What are the challenges in studying the photochemical properties of Batrachocottus multiradiatus Rhodopsin?

Studying the photochemical properties of B. multiradiatus rhodopsin presents several challenges:

• Chromophore stability and handling:

  • 11-cis retinal is light-sensitive and prone to isomerization

  • All procedures involving retinal and reconstituted rhodopsin must be performed under dim red light conditions

  • Careful spectroscopic verification of retinal purity is essential

• Protein stability issues:

  • Membrane proteins are inherently challenging to work with

  • Detergent selection critically affects protein stability and function

  • Repeated freeze-thaw cycles should be avoided

• Expression and purification challenges:

  • Achieving sufficient expression levels for detailed biophysical studies can be difficult

  • Maintaining protein functionality throughout purification requires careful optimization

  • Western blotting should be used to verify expression and assess protein levels

• Spectroscopic analysis limitations:

  • Low signal-to-noise ratios in spectroscopic measurements can complicate data interpretation

  • Multiple scans may be necessary, followed by data smoothing to obtain reliable spectra

  • Both raw and smoothed data should be analyzed to avoid artifacts

• Kinetic measurements:

  • Time-resolved measurements require specialized equipment and careful experimental design

  • Temperature control is critical for consistent kinetic measurements

  • Comparative analysis with well-characterized rhodopsins (e.g., bovine) is recommended as an internal control

What are the future research directions for Batrachocottus multiradiatus Rhodopsin?

Future research on Batrachocottus multiradiatus rhodopsin could explore several promising directions:

• Comprehensive spectral tuning map: Systematic mutagenesis studies to identify all residues contributing to the unique spectral properties of B. multiradiatus rhodopsin could provide a complete understanding of the molecular basis of spectral tuning in this system.

• Comparative analysis across depth gradients: Detailed comparison of rhodopsins from cottoid fish species living at different depths in Lake Baikal could reveal additional adaptations to specific light environments and provide insights into the evolutionary processes driving visual adaptation .

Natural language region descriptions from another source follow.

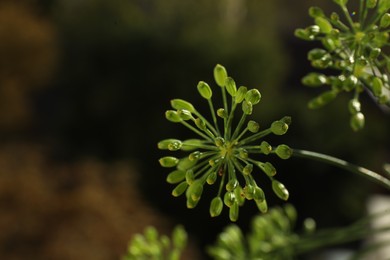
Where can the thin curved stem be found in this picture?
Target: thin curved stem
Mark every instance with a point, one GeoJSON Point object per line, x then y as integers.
{"type": "Point", "coordinates": [376, 177]}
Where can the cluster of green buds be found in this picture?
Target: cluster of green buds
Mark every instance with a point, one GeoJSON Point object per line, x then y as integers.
{"type": "Point", "coordinates": [271, 237]}
{"type": "Point", "coordinates": [355, 48]}
{"type": "Point", "coordinates": [150, 245]}
{"type": "Point", "coordinates": [223, 156]}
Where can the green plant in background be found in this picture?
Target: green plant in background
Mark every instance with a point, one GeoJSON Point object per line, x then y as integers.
{"type": "Point", "coordinates": [353, 50]}
{"type": "Point", "coordinates": [224, 156]}
{"type": "Point", "coordinates": [152, 246]}
{"type": "Point", "coordinates": [229, 150]}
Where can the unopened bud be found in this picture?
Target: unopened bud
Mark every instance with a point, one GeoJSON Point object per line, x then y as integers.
{"type": "Point", "coordinates": [220, 75]}
{"type": "Point", "coordinates": [216, 207]}
{"type": "Point", "coordinates": [180, 189]}
{"type": "Point", "coordinates": [231, 86]}
{"type": "Point", "coordinates": [168, 161]}
{"type": "Point", "coordinates": [280, 190]}
{"type": "Point", "coordinates": [283, 151]}
{"type": "Point", "coordinates": [240, 95]}
{"type": "Point", "coordinates": [204, 90]}
{"type": "Point", "coordinates": [253, 126]}
{"type": "Point", "coordinates": [176, 176]}
{"type": "Point", "coordinates": [173, 116]}
{"type": "Point", "coordinates": [247, 107]}
{"type": "Point", "coordinates": [253, 96]}
{"type": "Point", "coordinates": [357, 121]}
{"type": "Point", "coordinates": [279, 128]}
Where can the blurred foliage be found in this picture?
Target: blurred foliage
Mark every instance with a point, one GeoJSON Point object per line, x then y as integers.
{"type": "Point", "coordinates": [82, 210]}
{"type": "Point", "coordinates": [94, 77]}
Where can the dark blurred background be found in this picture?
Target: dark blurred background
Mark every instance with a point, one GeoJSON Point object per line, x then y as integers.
{"type": "Point", "coordinates": [83, 89]}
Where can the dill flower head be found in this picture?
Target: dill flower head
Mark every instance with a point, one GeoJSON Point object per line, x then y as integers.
{"type": "Point", "coordinates": [226, 152]}
{"type": "Point", "coordinates": [354, 48]}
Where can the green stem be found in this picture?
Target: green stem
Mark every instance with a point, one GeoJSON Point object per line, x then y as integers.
{"type": "Point", "coordinates": [197, 131]}
{"type": "Point", "coordinates": [376, 177]}
{"type": "Point", "coordinates": [255, 136]}
{"type": "Point", "coordinates": [212, 111]}
{"type": "Point", "coordinates": [348, 17]}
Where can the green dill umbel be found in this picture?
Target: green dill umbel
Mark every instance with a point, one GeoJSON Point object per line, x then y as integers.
{"type": "Point", "coordinates": [353, 45]}
{"type": "Point", "coordinates": [226, 157]}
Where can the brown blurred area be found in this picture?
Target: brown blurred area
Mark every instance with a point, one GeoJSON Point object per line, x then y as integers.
{"type": "Point", "coordinates": [29, 55]}
{"type": "Point", "coordinates": [51, 210]}
{"type": "Point", "coordinates": [88, 211]}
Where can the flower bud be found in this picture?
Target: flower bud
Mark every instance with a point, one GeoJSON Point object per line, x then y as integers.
{"type": "Point", "coordinates": [265, 147]}
{"type": "Point", "coordinates": [357, 121]}
{"type": "Point", "coordinates": [374, 53]}
{"type": "Point", "coordinates": [220, 75]}
{"type": "Point", "coordinates": [179, 237]}
{"type": "Point", "coordinates": [322, 99]}
{"type": "Point", "coordinates": [334, 17]}
{"type": "Point", "coordinates": [239, 195]}
{"type": "Point", "coordinates": [259, 194]}
{"type": "Point", "coordinates": [243, 153]}
{"type": "Point", "coordinates": [247, 169]}
{"type": "Point", "coordinates": [341, 2]}
{"type": "Point", "coordinates": [231, 86]}
{"type": "Point", "coordinates": [195, 190]}
{"type": "Point", "coordinates": [185, 164]}
{"type": "Point", "coordinates": [189, 176]}
{"type": "Point", "coordinates": [191, 144]}
{"type": "Point", "coordinates": [229, 198]}
{"type": "Point", "coordinates": [204, 90]}
{"type": "Point", "coordinates": [323, 63]}
{"type": "Point", "coordinates": [222, 113]}
{"type": "Point", "coordinates": [309, 225]}
{"type": "Point", "coordinates": [191, 203]}
{"type": "Point", "coordinates": [315, 11]}
{"type": "Point", "coordinates": [194, 156]}
{"type": "Point", "coordinates": [211, 178]}
{"type": "Point", "coordinates": [253, 126]}
{"type": "Point", "coordinates": [249, 192]}
{"type": "Point", "coordinates": [354, 106]}
{"type": "Point", "coordinates": [385, 21]}
{"type": "Point", "coordinates": [176, 176]}
{"type": "Point", "coordinates": [280, 190]}
{"type": "Point", "coordinates": [279, 128]}
{"type": "Point", "coordinates": [184, 114]}
{"type": "Point", "coordinates": [262, 205]}
{"type": "Point", "coordinates": [287, 120]}
{"type": "Point", "coordinates": [324, 24]}
{"type": "Point", "coordinates": [180, 189]}
{"type": "Point", "coordinates": [303, 34]}
{"type": "Point", "coordinates": [182, 104]}
{"type": "Point", "coordinates": [173, 116]}
{"type": "Point", "coordinates": [240, 95]}
{"type": "Point", "coordinates": [168, 161]}
{"type": "Point", "coordinates": [233, 212]}
{"type": "Point", "coordinates": [316, 54]}
{"type": "Point", "coordinates": [268, 169]}
{"type": "Point", "coordinates": [216, 207]}
{"type": "Point", "coordinates": [253, 96]}
{"type": "Point", "coordinates": [231, 185]}
{"type": "Point", "coordinates": [377, 86]}
{"type": "Point", "coordinates": [200, 124]}
{"type": "Point", "coordinates": [330, 42]}
{"type": "Point", "coordinates": [283, 151]}
{"type": "Point", "coordinates": [383, 6]}
{"type": "Point", "coordinates": [371, 3]}
{"type": "Point", "coordinates": [164, 144]}
{"type": "Point", "coordinates": [350, 82]}
{"type": "Point", "coordinates": [247, 107]}
{"type": "Point", "coordinates": [314, 79]}
{"type": "Point", "coordinates": [219, 141]}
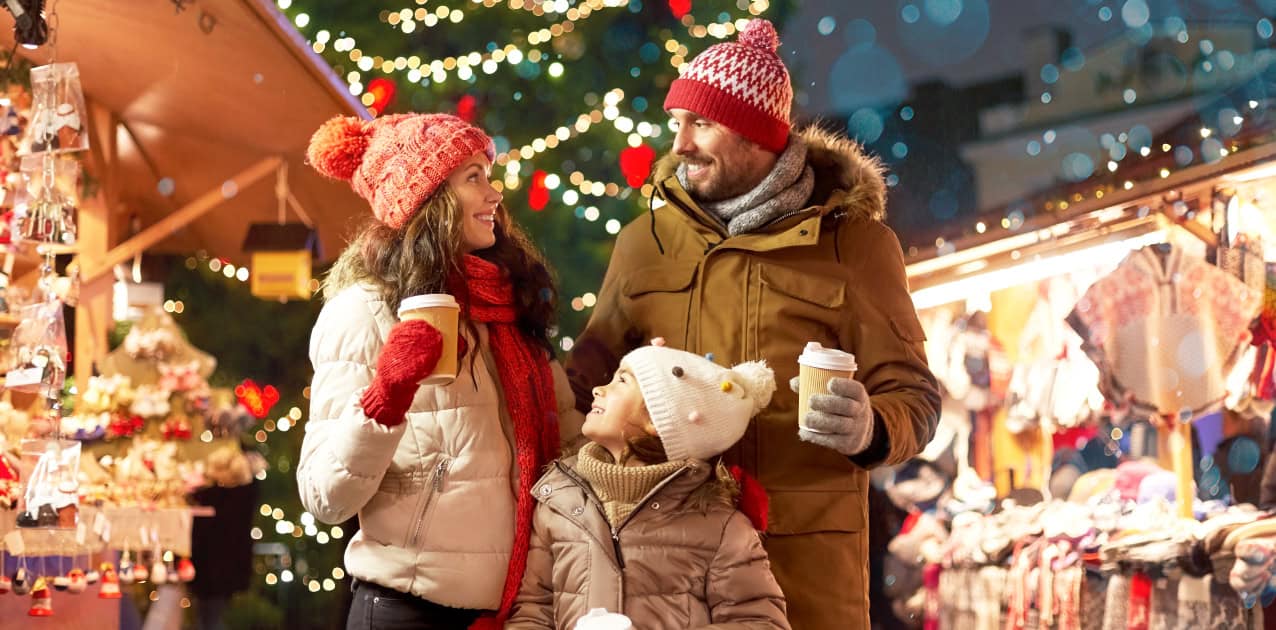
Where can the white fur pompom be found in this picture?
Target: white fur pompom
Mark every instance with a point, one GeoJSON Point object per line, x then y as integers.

• Integration with ecological and behavioral studies: Connecting the molecular properties of B. multiradiatus rhodopsin with the ecological niche and visual behavior of the species could provide a more comprehensive understanding of the adaptive significance of specific rhodopsin properties.

• Application in optogenetics: The unique properties of B. multiradiatus rhodopsin might make it valuable for optogenetic applications, potentially offering spectral or kinetic advantages over currently used rhodopsins.

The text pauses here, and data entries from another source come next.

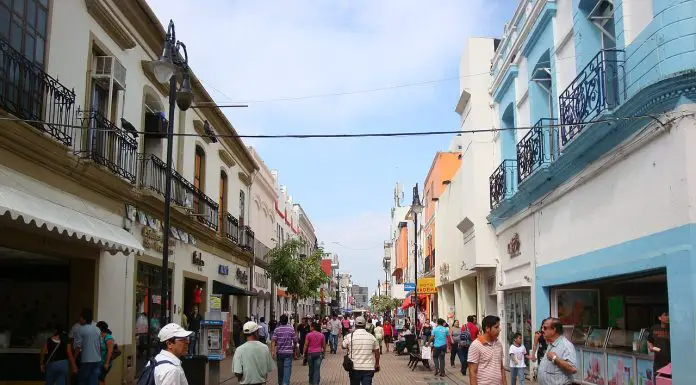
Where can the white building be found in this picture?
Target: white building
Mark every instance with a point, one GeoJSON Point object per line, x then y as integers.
{"type": "Point", "coordinates": [466, 244]}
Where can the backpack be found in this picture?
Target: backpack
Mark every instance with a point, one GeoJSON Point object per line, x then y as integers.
{"type": "Point", "coordinates": [465, 339]}
{"type": "Point", "coordinates": [147, 376]}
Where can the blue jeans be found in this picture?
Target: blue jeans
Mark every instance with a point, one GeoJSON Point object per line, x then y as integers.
{"type": "Point", "coordinates": [361, 377]}
{"type": "Point", "coordinates": [57, 372]}
{"type": "Point", "coordinates": [88, 374]}
{"type": "Point", "coordinates": [284, 362]}
{"type": "Point", "coordinates": [314, 368]}
{"type": "Point", "coordinates": [516, 373]}
{"type": "Point", "coordinates": [333, 342]}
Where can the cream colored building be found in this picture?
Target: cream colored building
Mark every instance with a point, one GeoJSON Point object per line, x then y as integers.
{"type": "Point", "coordinates": [81, 192]}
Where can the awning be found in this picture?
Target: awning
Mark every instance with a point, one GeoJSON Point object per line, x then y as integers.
{"type": "Point", "coordinates": [63, 220]}
{"type": "Point", "coordinates": [223, 288]}
{"type": "Point", "coordinates": [407, 302]}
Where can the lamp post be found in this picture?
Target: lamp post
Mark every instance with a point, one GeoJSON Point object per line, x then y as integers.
{"type": "Point", "coordinates": [416, 208]}
{"type": "Point", "coordinates": [165, 70]}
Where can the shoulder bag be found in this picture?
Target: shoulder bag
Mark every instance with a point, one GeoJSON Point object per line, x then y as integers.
{"type": "Point", "coordinates": [348, 361]}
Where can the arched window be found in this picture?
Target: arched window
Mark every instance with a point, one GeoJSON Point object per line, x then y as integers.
{"type": "Point", "coordinates": [199, 175]}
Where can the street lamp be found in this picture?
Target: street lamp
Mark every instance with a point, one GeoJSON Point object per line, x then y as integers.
{"type": "Point", "coordinates": [416, 208]}
{"type": "Point", "coordinates": [165, 69]}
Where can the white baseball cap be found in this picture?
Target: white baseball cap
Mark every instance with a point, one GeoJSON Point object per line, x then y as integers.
{"type": "Point", "coordinates": [250, 327]}
{"type": "Point", "coordinates": [172, 330]}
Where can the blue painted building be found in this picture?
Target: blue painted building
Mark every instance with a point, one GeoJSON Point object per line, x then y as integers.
{"type": "Point", "coordinates": [593, 199]}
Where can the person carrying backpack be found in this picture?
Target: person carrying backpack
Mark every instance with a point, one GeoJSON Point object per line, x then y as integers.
{"type": "Point", "coordinates": [165, 368]}
{"type": "Point", "coordinates": [463, 344]}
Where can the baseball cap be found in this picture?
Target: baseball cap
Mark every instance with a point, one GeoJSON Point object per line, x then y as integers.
{"type": "Point", "coordinates": [172, 330]}
{"type": "Point", "coordinates": [250, 327]}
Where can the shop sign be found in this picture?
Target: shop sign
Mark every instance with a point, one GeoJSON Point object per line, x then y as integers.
{"type": "Point", "coordinates": [197, 260]}
{"type": "Point", "coordinates": [514, 246]}
{"type": "Point", "coordinates": [242, 276]}
{"type": "Point", "coordinates": [152, 239]}
{"type": "Point", "coordinates": [426, 286]}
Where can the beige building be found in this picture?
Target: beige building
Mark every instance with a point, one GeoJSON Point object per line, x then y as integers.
{"type": "Point", "coordinates": [82, 183]}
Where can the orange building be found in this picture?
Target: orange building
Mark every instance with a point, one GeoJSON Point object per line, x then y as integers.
{"type": "Point", "coordinates": [445, 165]}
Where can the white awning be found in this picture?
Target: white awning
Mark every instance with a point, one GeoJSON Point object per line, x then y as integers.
{"type": "Point", "coordinates": [63, 220]}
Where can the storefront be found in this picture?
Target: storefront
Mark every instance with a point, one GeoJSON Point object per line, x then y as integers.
{"type": "Point", "coordinates": [609, 321]}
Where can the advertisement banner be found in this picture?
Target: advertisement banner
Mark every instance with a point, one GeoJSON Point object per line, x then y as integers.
{"type": "Point", "coordinates": [426, 286]}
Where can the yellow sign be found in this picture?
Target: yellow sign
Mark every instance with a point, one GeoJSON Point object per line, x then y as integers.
{"type": "Point", "coordinates": [426, 286]}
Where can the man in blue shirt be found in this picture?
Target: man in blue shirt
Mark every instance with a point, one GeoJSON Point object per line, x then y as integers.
{"type": "Point", "coordinates": [88, 343]}
{"type": "Point", "coordinates": [439, 337]}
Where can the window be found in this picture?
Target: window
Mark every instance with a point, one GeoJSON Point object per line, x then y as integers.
{"type": "Point", "coordinates": [23, 24]}
{"type": "Point", "coordinates": [223, 201]}
{"type": "Point", "coordinates": [198, 176]}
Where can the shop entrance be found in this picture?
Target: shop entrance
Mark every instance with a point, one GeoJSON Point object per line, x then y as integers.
{"type": "Point", "coordinates": [148, 301]}
{"type": "Point", "coordinates": [609, 322]}
{"type": "Point", "coordinates": [39, 293]}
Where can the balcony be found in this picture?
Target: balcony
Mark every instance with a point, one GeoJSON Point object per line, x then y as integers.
{"type": "Point", "coordinates": [232, 228]}
{"type": "Point", "coordinates": [107, 145]}
{"type": "Point", "coordinates": [183, 193]}
{"type": "Point", "coordinates": [502, 182]}
{"type": "Point", "coordinates": [593, 92]}
{"type": "Point", "coordinates": [537, 149]}
{"type": "Point", "coordinates": [28, 93]}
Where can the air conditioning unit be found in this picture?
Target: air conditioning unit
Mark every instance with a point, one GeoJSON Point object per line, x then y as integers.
{"type": "Point", "coordinates": [108, 70]}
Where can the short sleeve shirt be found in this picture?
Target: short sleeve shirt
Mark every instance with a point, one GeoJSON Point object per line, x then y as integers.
{"type": "Point", "coordinates": [489, 357]}
{"type": "Point", "coordinates": [549, 372]}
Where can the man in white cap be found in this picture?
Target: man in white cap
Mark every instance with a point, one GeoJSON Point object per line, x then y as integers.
{"type": "Point", "coordinates": [252, 361]}
{"type": "Point", "coordinates": [175, 342]}
{"type": "Point", "coordinates": [363, 350]}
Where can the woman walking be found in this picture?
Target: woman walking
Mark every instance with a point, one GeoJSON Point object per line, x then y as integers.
{"type": "Point", "coordinates": [455, 333]}
{"type": "Point", "coordinates": [56, 358]}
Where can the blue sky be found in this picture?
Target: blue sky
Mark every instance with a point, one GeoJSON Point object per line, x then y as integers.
{"type": "Point", "coordinates": [259, 51]}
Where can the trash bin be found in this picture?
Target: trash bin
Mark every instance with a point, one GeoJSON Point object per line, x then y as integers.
{"type": "Point", "coordinates": [195, 368]}
{"type": "Point", "coordinates": [664, 376]}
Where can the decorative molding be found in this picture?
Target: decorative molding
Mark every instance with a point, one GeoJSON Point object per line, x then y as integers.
{"type": "Point", "coordinates": [100, 12]}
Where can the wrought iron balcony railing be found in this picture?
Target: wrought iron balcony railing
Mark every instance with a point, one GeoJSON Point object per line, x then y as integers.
{"type": "Point", "coordinates": [107, 145]}
{"type": "Point", "coordinates": [29, 93]}
{"type": "Point", "coordinates": [502, 182]}
{"type": "Point", "coordinates": [537, 148]}
{"type": "Point", "coordinates": [595, 90]}
{"type": "Point", "coordinates": [232, 228]}
{"type": "Point", "coordinates": [153, 171]}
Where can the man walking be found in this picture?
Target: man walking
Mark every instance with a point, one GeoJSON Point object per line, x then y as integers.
{"type": "Point", "coordinates": [88, 347]}
{"type": "Point", "coordinates": [560, 363]}
{"type": "Point", "coordinates": [283, 344]}
{"type": "Point", "coordinates": [363, 350]}
{"type": "Point", "coordinates": [486, 355]}
{"type": "Point", "coordinates": [252, 361]}
{"type": "Point", "coordinates": [175, 343]}
{"type": "Point", "coordinates": [334, 329]}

• Evolutionary studies using ancestral sequence reconstruction: Reconstructing ancestral rhodopsin sequences for the cottoid fish radiation could provide insights into the evolutionary trajectory of visual adaptation in Lake Baikal .

These research directions highlight the continued value of studying B. multiradiatus rhodopsin as a model system for understanding the molecular basis of visual adaptation and the evolution of photosensitive proteins.